Processo Scarano, dopo dieci anni rinvio a gennaio del 2024

Di Antonio Manzo
Bisognerà aspettare fino a gennaio 2024 per avere dieci anni dopo una parola fine ad un processo catalogato dalla cronaca della Vatican connection. Se ne parlerà 16 gennaio del prossimo anno dopo che la Corte di Appello di Salerno ha rinviato il processo a carico di monsignor Nunzio Scarano, già responsabile dell’ufficio contabilità dell’Aspa (Amministrazione del patrimonio della sede apostolica). Per monsignore se ne parlerà sempre a gennaio dopo aver subìto la condanna in primo grado per il reato di riciclaggio a sette anni di reclusione. Rinvio anche per la commercialista Tiziana Cascone condannata a tre anni e sei mesi di reclusione.
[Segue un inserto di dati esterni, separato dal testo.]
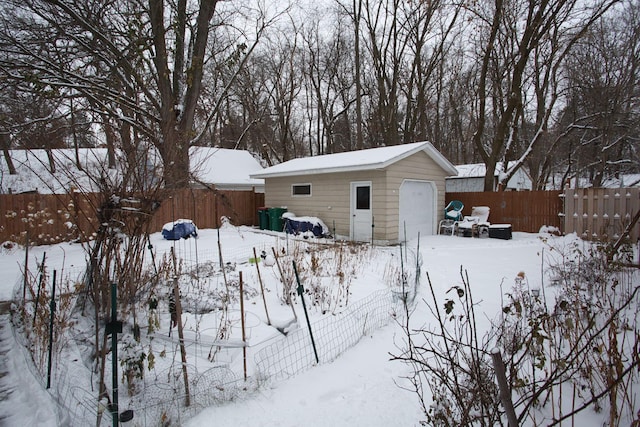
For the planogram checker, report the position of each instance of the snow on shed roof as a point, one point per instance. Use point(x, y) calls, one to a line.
point(222, 166)
point(369, 159)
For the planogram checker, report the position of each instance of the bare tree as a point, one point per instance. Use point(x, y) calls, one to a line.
point(601, 118)
point(141, 64)
point(521, 48)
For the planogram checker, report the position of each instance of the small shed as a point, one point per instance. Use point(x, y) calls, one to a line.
point(381, 194)
point(470, 178)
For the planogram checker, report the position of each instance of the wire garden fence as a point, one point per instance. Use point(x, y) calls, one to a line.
point(162, 400)
point(294, 353)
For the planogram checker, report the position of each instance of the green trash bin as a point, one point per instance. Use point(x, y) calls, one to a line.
point(263, 218)
point(275, 218)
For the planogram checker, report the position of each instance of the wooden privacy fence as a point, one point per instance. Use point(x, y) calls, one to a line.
point(601, 213)
point(51, 218)
point(526, 211)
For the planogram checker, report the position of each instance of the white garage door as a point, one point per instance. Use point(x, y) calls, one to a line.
point(417, 208)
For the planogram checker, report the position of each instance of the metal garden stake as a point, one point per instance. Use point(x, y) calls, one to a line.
point(300, 290)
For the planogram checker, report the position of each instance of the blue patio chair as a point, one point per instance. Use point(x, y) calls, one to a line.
point(453, 210)
point(452, 214)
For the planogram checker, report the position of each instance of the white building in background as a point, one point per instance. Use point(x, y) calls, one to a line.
point(470, 178)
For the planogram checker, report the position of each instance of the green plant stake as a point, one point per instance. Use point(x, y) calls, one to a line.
point(53, 313)
point(300, 290)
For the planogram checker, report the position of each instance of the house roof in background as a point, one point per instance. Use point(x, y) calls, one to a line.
point(351, 161)
point(477, 170)
point(219, 166)
point(222, 166)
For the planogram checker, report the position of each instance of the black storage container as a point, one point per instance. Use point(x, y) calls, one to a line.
point(500, 231)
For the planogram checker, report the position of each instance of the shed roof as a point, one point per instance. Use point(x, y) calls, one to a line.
point(361, 160)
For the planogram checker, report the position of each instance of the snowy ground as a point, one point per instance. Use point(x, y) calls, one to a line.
point(359, 388)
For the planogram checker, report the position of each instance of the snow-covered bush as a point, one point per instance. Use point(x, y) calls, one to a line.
point(579, 352)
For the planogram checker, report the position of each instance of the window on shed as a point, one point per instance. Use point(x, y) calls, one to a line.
point(301, 190)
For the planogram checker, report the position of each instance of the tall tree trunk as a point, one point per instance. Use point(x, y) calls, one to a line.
point(5, 141)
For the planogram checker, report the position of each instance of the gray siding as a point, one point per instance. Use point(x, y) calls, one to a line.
point(330, 198)
point(420, 167)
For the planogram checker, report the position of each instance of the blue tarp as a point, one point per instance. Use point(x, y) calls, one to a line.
point(180, 229)
point(293, 226)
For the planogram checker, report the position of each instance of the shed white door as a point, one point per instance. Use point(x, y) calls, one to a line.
point(417, 209)
point(361, 212)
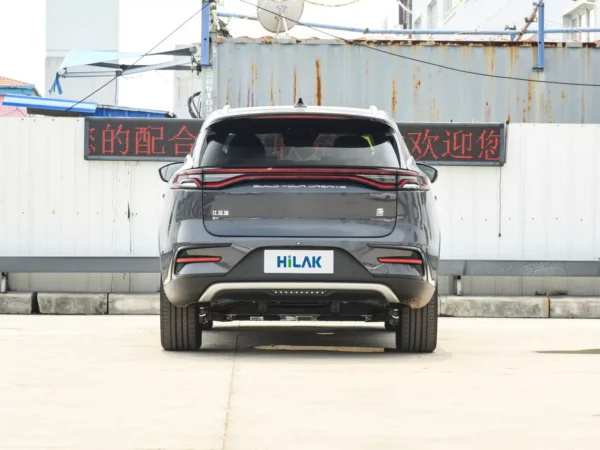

Sarà compito dei giudici della Corte di Appello eventualmente confermare la sentenza di primo grado e sentenziare la fondatezza dell’accusa per il reato di riciclaggio compiuto da Scarano con i conti esteri dell’imprenditore D’Amico. Già nel 2014 il Tribunale di Salerno alla terza udienza dello stesso processo rigettò l’eccezione di incompetenza territoriale per reati compiuti a Roma. Al centro del processo l’accusa formulata della procura della Repubblica di opaca tracciabilità dei titoli, come ad esempio quello di 60.000 euro pagati per restaurare il sarcofago di Papa Gregorio VII finanziato con denaro del cavaliere Antonio D’Amico. Secondo l’accusa del pm il monsignore presso l’Aspa gestiva i fondi di beneficenza utilizzando la cassaforte vaticana per riciclare fondi di dubbia provenienza dall’estero, sostanzialmente immessi nuovamente nei conti correnti già aperti preso gli sportelli della banca vaticana.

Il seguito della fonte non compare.